Implementation Guidelines

Production

Tuned

Engine

Must ship exactly two services — one reverse proxy and one application server. The proxy must be a widely-used, production-grade server (Nginx, Caddy, Envoy, HAProxy, Traefik, etc.). No custom proxy implementations. No caches, load balancers, or additional sidecars beyond the two services. The proxy must serve /static/* directly from disk; the server must serve /baseline2, /json, and /async-db using standard framework middleware.

Same two-service shape as production. May optimize proxy configuration (worker counts, buffer sizes, keepalive tuning, connection pooling). May tune the proxy-to-server protocol (h2c, Unix sockets, etc.). Server may use any caching or optimization strategy on its own endpoints.

No specific rules. May use custom proxy implementations. Ranked separately from frameworks.

The Gateway-64 test benchmarks a proxy + server combination as a unit. The load generator sends TLS-encrypted HTTP/2 requests to port 8443; the proxy terminates TLS, serves /static/* directly from disk, and forwards dynamic endpoints to the application server over the entry’s choice of internal protocol.

Architecture

Exactly two services — nothing else. One proxy, one server. Splitting dynamic endpoints across multiple servers, adding a caching layer, load-balancing across replicas, or running a single combined service are all not allowed for this test. The shape is fixed so entries compete on proxy choice, proxy tuning, proxy-to-server protocol, and CPU split — not on architectural creativity.

                    TLS (h2)              proxy → server
  ┌──────────┐    ──────────>    ┌───────────┐    ──────>    ┌──────────┐
  │  h2load  │                   │   Proxy   │               │  Server  │
  │  (load   │    port 8443      │ TLS term  │    any proto  │  baseline│
  │   gen)   │    HTTPS/h2       │ /static/* │               │  json    │
  └──────────┘                   └───────────┘               │  async-db│
                                                             └──────────┘
                                 CPU: N of 64                CPU: 64-N

Endpoint responsibilities

Path	Handled by	Role
`/static/*`	Proxy	Static files served directly from `/data/static/`
`/baseline2?a=N&b=M`	Server	Query-parameter sum
`/json`	Server	Dataset processing (~10 KB JSON response)
`/async-db?min=N&max=M`	Server	Postgres range query

Rules:

The proxy must serve /static/* from disk. Forwarding static files to the server is not allowed.
The server must serve all three dynamic endpoints. Proxy-level caching of dynamic responses is not allowed.
The proxy must terminate TLS. Passing raw TLS through to the server is not allowed.

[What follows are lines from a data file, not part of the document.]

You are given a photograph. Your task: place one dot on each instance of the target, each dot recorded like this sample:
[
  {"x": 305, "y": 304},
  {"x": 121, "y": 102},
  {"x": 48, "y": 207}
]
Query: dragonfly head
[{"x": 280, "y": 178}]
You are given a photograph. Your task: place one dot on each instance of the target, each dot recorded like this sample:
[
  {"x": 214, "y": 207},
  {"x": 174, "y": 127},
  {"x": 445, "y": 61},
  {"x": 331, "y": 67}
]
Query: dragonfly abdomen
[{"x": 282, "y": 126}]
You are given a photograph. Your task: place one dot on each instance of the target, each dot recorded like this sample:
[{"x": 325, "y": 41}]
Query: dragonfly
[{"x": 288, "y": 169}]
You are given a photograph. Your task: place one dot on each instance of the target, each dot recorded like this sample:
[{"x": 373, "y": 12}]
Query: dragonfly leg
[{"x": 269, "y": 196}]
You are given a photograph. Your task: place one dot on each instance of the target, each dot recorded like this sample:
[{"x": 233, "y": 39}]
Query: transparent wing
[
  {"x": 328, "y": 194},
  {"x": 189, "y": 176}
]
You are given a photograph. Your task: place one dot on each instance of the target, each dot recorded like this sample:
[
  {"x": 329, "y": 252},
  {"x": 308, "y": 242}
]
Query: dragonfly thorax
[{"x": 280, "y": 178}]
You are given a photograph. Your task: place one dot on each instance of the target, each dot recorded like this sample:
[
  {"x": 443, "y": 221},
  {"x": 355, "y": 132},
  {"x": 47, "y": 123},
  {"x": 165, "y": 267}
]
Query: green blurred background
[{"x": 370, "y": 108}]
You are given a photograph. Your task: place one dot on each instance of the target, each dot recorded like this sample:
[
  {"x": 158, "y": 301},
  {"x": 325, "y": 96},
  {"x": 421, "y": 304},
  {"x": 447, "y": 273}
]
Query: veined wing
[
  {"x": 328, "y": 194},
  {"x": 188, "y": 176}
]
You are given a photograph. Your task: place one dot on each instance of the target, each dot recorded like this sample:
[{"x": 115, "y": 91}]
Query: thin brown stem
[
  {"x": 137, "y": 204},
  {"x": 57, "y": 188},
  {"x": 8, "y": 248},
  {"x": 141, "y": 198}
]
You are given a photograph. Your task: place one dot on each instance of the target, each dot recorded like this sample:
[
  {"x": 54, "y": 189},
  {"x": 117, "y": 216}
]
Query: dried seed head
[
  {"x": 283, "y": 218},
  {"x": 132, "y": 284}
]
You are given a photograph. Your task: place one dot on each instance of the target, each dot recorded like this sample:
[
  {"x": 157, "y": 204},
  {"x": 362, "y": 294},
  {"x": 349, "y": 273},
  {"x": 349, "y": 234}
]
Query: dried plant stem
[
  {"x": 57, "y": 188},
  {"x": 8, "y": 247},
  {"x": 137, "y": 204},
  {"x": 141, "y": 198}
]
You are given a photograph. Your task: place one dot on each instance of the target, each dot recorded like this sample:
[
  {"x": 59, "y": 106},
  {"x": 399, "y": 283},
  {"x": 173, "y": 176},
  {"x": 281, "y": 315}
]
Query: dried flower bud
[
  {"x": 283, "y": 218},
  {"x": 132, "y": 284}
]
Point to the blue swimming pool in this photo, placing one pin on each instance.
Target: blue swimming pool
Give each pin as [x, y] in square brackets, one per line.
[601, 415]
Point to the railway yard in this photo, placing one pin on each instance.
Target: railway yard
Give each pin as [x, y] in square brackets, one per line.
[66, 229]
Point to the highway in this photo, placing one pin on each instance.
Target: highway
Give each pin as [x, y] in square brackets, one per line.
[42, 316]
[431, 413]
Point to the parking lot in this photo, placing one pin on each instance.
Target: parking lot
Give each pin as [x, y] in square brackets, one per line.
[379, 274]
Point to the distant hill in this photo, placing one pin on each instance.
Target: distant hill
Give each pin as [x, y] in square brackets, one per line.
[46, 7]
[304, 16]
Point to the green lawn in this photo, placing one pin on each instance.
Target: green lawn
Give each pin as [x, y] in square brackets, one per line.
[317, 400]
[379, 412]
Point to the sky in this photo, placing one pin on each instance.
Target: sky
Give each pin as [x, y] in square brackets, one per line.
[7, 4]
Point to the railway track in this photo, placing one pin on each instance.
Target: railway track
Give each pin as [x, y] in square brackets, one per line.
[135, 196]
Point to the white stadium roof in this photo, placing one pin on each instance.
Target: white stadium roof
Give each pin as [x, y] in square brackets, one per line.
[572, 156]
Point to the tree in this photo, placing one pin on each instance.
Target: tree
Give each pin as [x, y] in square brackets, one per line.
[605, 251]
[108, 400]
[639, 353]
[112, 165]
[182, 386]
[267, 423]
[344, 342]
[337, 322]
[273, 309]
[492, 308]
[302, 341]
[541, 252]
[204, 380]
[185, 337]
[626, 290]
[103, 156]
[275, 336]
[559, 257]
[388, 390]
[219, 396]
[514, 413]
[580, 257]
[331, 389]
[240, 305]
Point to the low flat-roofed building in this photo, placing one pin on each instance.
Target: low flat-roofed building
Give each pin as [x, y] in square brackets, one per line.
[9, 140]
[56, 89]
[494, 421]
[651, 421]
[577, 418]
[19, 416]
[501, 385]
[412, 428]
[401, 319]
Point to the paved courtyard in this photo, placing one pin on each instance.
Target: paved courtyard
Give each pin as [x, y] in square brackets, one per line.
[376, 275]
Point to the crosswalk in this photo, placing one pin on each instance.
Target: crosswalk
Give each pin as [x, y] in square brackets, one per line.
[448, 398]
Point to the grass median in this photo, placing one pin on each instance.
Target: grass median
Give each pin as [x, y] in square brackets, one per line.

See the individual test profile docs for each endpoint’s exact request/response format:

Docker Compose

Every gateway entry is orchestrated via a compose.gateway.yml file with exactly two services named proxy and server. The benchmark script builds, starts, and tears down the stack for each run.

Example

services:
  proxy:
    build: ./proxy
    network_mode: host
    cpuset: "0-7,64-71"
    ulimits:
      memlock: -1
      nofile:
        soft: 1048576
        hard: 1048576
    security_opt:
      - seccomp:unconfined
    volumes:
      - ${CERTS_DIR}:/certs:ro
      - ${DATA_DIR}/static:/data/static:ro
    depends_on:
      - server

  server:
    build:
      context: ../../
      dockerfile: frameworks/my-framework/Dockerfile
    network_mode: host
    cpuset: "8-31,72-95"
    ulimits:
      memlock: -1
      nofile:
        soft: 1048576
        hard: 1048576
    security_opt:
      - seccomp:unconfined
    environment:
      - DATABASE_URL=${DATABASE_URL}
      - DATABASE_MAX_CONN=256
    volumes:
      - ${DATA_DIR}/dataset.json:/data/dataset.json:ro

In this split:

Proxy (Nginx) gets 8 physical cores (16 logical: 0-7,64-71) — terminates TLS, serves /static/* directly from /data/static/, forwards dynamic endpoints to the server on localhost.
Server gets 24 physical cores (48 logical: 8-31,72-95) — listens on an internal port (e.g. 8080 plain HTTP/1.1 or h2c) and handles /baseline2, /json, /async-db.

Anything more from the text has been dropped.